OK then, we agree that we disagree /forum/fa/1582/0/ but that's OK.

It is shame that those guys don't speak Oracle as their native tongue; if they did, you wouldn't have to ask such questions here. Moreover, they seem to be "Oracle DBAs" just like a lot of "DBAs" in the world (including me) whose only job is to watch Oracle administering itself /forum/fa/1950/0/
Re: Database vs Tablespace [message #654290 is a reply to message #654265] Fri, 29 July 2016 07:42 Go to previous message
EdStevens
Messages: 1321
Registered: September 2013
Senior Member
Please allow me to sum up a couple of points.

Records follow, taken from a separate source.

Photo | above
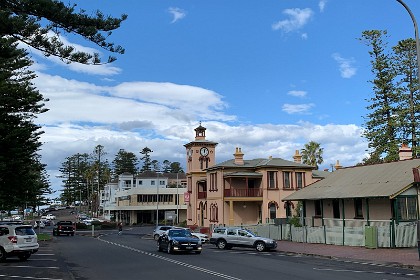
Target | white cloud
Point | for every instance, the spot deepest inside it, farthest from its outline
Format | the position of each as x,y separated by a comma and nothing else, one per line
297,93
322,5
297,19
345,65
177,14
297,108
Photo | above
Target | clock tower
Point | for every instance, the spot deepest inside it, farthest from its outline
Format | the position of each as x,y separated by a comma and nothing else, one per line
200,155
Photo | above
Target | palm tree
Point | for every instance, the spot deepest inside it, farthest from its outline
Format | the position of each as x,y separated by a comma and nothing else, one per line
312,154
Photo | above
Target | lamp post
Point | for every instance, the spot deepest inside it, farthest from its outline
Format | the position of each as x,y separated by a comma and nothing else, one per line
157,200
177,199
416,32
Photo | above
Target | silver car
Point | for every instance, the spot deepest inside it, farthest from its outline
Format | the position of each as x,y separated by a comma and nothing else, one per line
226,238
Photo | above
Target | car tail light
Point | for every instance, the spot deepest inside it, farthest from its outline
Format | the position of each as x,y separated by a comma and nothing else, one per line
13,239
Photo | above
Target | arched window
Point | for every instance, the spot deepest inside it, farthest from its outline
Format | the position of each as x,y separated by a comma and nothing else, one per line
272,210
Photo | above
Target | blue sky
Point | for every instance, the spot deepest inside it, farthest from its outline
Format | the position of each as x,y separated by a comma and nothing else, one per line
266,76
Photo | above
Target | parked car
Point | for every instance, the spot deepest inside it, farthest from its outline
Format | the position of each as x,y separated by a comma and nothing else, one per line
179,240
228,237
39,224
17,240
203,237
159,230
64,227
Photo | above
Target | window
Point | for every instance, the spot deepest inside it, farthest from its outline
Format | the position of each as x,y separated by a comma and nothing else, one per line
318,208
358,208
407,208
286,180
214,213
299,180
272,208
272,179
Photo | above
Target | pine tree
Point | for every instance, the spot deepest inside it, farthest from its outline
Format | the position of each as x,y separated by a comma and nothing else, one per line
380,123
312,154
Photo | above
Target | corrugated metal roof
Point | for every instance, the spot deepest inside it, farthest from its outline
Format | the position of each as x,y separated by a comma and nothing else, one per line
379,180
242,174
261,163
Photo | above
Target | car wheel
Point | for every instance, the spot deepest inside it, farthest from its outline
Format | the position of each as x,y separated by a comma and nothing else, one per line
260,246
221,244
2,254
24,256
169,249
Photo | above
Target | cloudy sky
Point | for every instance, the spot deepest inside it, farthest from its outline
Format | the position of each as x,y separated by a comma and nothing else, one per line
266,76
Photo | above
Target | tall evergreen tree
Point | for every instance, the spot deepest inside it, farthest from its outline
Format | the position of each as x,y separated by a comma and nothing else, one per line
380,122
20,103
39,24
125,162
147,162
312,154
407,86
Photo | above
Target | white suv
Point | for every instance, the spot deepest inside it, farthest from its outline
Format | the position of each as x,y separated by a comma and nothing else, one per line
17,240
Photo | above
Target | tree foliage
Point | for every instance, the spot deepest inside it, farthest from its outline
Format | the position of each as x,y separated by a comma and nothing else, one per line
312,154
393,110
22,176
41,23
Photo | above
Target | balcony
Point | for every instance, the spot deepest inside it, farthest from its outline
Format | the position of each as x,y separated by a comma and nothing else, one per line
243,193
202,195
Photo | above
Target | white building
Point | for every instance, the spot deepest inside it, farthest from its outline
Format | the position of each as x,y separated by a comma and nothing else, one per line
138,199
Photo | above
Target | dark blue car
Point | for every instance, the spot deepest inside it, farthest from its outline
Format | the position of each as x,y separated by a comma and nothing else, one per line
179,240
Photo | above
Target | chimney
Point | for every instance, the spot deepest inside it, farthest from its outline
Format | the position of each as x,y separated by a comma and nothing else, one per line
405,152
239,156
337,165
297,157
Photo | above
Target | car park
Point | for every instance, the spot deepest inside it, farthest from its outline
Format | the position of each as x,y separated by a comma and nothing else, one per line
159,230
17,240
228,237
64,228
203,237
39,224
179,240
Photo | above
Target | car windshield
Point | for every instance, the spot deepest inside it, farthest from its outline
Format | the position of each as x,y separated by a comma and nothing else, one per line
179,233
24,231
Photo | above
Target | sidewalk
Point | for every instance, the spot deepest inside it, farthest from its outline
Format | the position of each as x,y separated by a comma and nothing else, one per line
406,257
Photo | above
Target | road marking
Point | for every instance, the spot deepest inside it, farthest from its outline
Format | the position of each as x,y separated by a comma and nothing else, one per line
28,277
361,271
214,273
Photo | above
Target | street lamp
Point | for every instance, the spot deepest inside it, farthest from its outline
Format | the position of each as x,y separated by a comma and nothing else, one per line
177,199
157,200
416,32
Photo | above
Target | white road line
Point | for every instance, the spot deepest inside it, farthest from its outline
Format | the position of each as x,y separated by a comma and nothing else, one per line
30,266
28,277
224,276
361,271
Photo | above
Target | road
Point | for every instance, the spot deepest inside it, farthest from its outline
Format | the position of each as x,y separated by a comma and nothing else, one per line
134,256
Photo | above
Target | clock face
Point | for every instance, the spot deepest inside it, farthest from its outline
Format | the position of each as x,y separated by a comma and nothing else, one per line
204,151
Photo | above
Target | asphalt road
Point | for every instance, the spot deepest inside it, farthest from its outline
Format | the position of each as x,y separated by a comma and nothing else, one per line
134,256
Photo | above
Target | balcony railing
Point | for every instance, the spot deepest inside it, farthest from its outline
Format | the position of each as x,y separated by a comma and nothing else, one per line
202,195
243,193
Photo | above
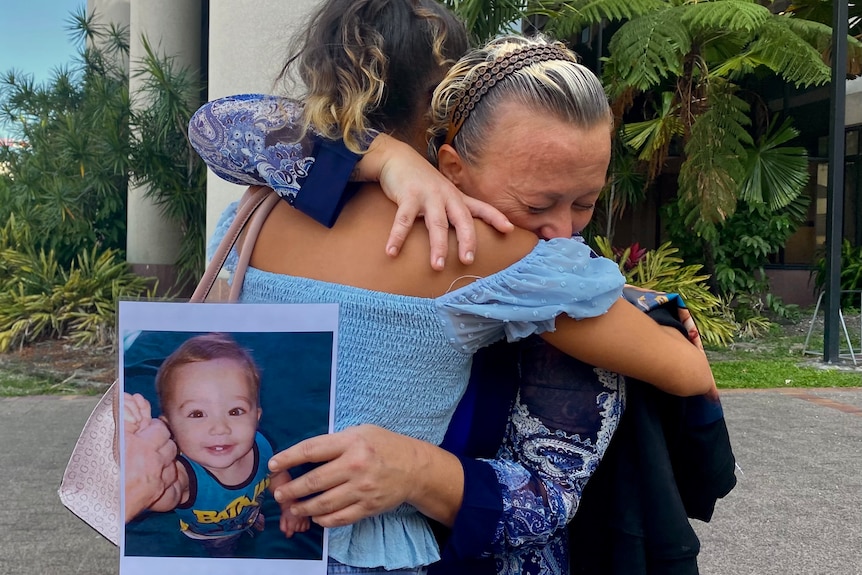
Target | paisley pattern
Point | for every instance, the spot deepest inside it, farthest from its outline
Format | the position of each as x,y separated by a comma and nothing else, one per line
254,139
544,466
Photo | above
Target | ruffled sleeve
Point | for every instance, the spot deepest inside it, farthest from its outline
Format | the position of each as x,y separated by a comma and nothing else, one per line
559,276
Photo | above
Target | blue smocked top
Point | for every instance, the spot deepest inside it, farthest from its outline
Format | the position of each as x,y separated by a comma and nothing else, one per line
404,362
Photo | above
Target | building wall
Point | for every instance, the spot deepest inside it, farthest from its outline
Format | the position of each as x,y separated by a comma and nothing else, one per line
247,48
171,27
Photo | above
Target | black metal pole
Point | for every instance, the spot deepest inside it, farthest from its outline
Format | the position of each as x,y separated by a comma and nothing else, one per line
835,183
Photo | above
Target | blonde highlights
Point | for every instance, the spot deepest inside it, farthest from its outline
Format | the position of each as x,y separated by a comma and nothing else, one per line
365,65
540,75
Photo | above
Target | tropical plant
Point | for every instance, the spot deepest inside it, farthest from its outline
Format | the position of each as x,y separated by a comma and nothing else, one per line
69,181
85,143
40,298
678,73
662,270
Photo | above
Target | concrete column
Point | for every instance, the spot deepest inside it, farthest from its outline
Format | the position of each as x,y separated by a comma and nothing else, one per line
247,48
172,27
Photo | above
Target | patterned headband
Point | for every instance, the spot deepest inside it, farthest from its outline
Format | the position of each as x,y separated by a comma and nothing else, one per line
487,75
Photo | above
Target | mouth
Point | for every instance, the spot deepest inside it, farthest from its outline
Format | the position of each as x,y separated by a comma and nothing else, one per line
219,449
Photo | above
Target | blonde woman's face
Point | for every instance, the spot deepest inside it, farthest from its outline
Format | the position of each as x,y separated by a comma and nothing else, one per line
543,174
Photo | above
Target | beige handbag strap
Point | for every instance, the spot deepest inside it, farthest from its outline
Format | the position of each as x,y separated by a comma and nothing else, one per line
254,207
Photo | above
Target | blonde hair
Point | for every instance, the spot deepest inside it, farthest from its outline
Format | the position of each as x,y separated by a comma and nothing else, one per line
366,65
556,85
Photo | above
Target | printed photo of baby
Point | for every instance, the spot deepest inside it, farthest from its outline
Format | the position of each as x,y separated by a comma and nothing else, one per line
209,396
202,412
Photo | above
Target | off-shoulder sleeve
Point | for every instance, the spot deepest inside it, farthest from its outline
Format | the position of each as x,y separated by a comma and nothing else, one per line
558,276
224,222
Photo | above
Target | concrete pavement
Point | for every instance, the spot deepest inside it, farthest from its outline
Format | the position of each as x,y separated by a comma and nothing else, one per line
797,509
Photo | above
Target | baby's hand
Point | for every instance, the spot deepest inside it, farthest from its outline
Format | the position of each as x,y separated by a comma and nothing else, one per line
137,413
290,523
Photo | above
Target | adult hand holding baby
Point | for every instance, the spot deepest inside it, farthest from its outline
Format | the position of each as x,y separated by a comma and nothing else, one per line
150,456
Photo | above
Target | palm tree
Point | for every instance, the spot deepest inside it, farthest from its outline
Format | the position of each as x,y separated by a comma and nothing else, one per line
686,63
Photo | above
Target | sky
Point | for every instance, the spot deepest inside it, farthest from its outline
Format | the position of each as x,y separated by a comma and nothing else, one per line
33,35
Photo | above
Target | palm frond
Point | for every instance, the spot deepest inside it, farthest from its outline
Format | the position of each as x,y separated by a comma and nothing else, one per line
776,174
487,18
650,49
715,155
567,18
727,16
781,49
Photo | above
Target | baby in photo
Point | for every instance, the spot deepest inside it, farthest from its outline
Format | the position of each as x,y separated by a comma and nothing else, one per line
208,391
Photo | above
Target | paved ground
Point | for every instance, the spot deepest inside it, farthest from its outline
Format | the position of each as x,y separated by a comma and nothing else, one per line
797,509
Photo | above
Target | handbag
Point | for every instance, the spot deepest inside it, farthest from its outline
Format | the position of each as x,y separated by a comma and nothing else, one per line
90,487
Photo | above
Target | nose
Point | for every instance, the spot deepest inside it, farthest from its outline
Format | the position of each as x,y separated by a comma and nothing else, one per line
219,426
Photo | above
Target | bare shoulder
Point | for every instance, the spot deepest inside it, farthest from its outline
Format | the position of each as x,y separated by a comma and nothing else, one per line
496,251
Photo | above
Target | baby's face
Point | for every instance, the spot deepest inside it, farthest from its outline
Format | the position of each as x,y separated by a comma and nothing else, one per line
212,412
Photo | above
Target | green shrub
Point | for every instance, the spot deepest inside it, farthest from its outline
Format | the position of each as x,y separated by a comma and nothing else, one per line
40,300
662,270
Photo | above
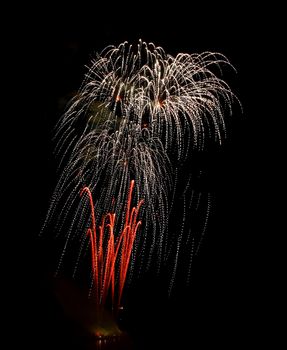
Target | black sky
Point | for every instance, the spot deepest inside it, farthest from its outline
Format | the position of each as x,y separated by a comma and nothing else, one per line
224,304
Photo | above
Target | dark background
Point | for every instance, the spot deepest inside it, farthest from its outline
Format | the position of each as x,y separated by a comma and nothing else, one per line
226,303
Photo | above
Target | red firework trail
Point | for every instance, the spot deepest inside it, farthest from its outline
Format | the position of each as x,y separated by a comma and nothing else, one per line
105,249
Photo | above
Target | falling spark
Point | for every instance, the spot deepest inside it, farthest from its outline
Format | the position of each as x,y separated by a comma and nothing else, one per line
138,116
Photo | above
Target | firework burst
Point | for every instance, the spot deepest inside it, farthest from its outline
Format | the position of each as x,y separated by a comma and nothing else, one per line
138,116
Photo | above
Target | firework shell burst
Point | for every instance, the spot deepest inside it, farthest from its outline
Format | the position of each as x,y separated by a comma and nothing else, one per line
138,115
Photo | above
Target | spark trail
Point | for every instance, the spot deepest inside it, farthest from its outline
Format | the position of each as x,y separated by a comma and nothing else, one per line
138,116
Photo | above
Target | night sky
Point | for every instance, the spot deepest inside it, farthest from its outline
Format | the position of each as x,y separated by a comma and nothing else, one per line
223,304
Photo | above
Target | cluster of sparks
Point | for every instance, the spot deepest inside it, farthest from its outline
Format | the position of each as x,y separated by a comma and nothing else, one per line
137,117
105,250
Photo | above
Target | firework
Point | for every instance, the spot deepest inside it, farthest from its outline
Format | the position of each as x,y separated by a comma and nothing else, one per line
138,116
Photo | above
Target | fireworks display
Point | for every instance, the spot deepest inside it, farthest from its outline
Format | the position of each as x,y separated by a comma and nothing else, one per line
122,145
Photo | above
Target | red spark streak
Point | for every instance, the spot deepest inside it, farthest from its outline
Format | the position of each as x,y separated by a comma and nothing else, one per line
103,263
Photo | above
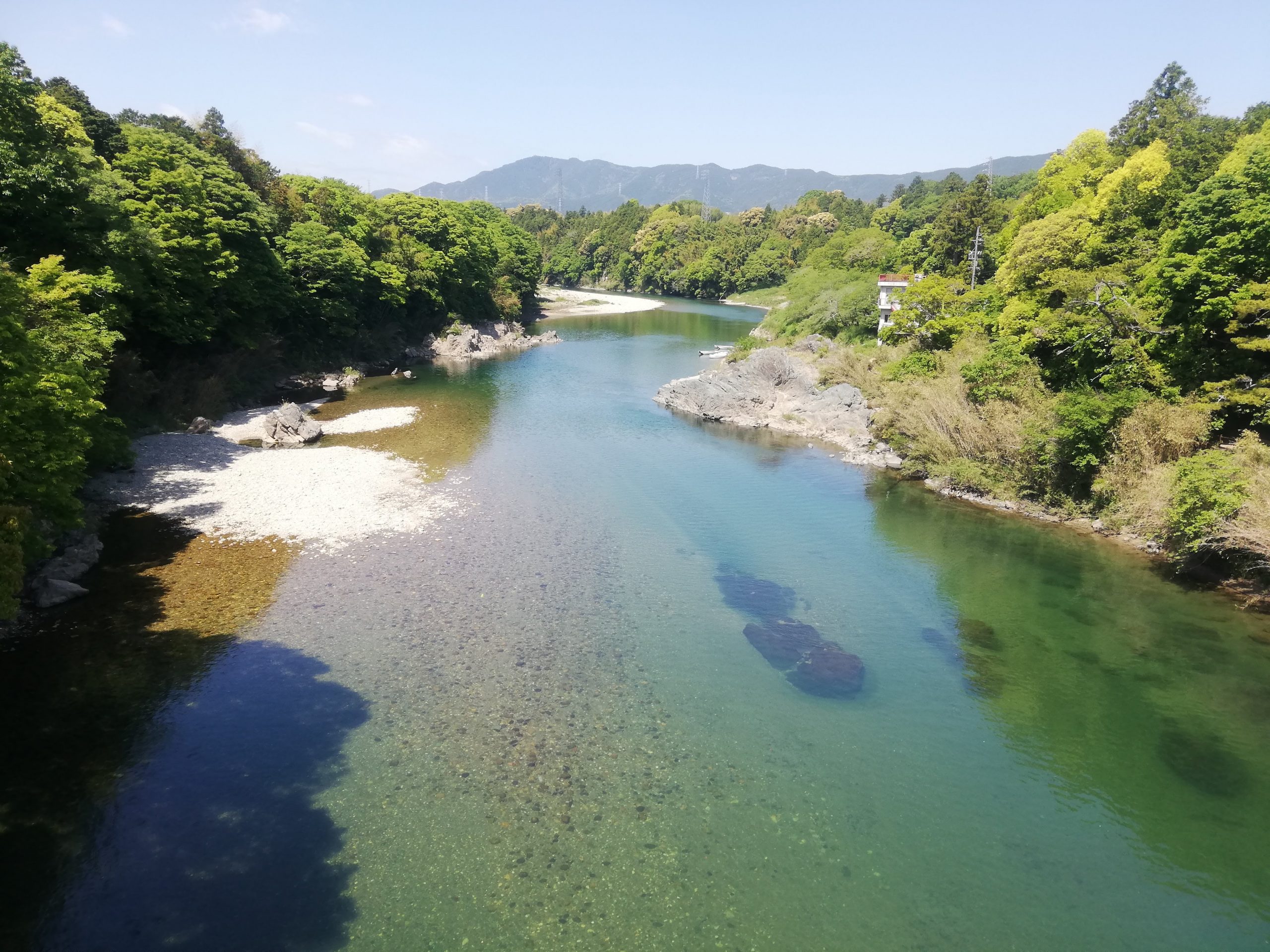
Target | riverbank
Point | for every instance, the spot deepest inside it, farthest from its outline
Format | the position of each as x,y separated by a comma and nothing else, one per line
574,302
780,389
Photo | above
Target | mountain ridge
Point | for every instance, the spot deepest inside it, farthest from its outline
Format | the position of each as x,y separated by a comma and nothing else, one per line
602,186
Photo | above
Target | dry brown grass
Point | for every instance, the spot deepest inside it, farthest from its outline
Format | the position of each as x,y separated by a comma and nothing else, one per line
933,418
1250,529
1136,484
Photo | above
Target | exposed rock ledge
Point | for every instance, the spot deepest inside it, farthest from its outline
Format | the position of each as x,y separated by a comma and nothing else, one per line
779,390
478,342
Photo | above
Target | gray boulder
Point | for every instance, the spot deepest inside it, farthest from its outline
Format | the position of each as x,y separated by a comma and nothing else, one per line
290,427
780,390
80,554
470,343
48,593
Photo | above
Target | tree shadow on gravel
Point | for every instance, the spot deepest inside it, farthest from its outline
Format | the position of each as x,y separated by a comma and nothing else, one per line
157,785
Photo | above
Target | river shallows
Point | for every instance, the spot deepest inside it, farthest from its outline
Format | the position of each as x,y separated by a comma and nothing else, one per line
539,724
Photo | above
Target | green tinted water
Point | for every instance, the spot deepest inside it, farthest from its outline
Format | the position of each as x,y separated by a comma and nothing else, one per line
540,726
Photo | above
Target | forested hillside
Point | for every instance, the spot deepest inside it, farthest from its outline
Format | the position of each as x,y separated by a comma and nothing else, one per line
1113,357
592,183
153,270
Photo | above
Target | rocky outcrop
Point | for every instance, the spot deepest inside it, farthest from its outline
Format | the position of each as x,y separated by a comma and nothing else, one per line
330,382
55,582
478,342
46,593
290,427
779,389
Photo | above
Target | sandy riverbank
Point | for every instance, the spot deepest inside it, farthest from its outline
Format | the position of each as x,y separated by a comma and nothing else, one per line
571,302
327,497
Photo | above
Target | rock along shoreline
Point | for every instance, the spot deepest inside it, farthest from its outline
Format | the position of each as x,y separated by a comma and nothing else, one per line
776,389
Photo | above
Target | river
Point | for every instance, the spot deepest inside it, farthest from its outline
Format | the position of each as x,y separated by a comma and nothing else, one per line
539,722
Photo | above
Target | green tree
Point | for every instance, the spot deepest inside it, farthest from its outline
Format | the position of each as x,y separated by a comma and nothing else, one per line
206,266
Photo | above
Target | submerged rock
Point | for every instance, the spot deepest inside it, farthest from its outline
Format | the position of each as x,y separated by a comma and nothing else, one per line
761,598
783,642
48,593
978,634
80,554
943,644
1203,761
290,427
776,389
827,670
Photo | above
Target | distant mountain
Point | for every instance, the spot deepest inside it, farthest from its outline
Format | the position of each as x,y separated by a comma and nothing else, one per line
602,186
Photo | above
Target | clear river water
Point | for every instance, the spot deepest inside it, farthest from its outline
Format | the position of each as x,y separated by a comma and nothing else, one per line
539,725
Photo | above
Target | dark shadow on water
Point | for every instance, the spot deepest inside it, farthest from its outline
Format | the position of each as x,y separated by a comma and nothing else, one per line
214,841
157,785
79,687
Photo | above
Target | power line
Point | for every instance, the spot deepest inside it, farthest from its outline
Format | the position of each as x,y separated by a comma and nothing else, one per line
976,254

While it is true that all you need is a well defined schema, it really does not matter what database that schema is in. If the DBA's (regardless of their competence) want to make a separate database for it, what does that really matter to you? If they want to put it on a completely new server, what does that really matter to you? If they want to put it on a virtual server, what does that really matter to you? Yes, there are legitimate arguments for and against each of those options. But in the end, what does that really matter to you?

I'd approach it like this ... explain to the DBA's what you need (a schema). Explain to them your understanding of the implementation options, and make it clear that it is "my understanding". If they insist on an implementation you don't necessarily agree with, ask them to explain their reasoning, "just so I'll learn something and understand better." Don't be afraid to say "but what about <fill in the blank with whatever concern>". But keep the attitutude and approach one of "it's your call, but I'd like to better understand the pros and cons of each option." And in the end, keep in mind "what does that really matter to you?"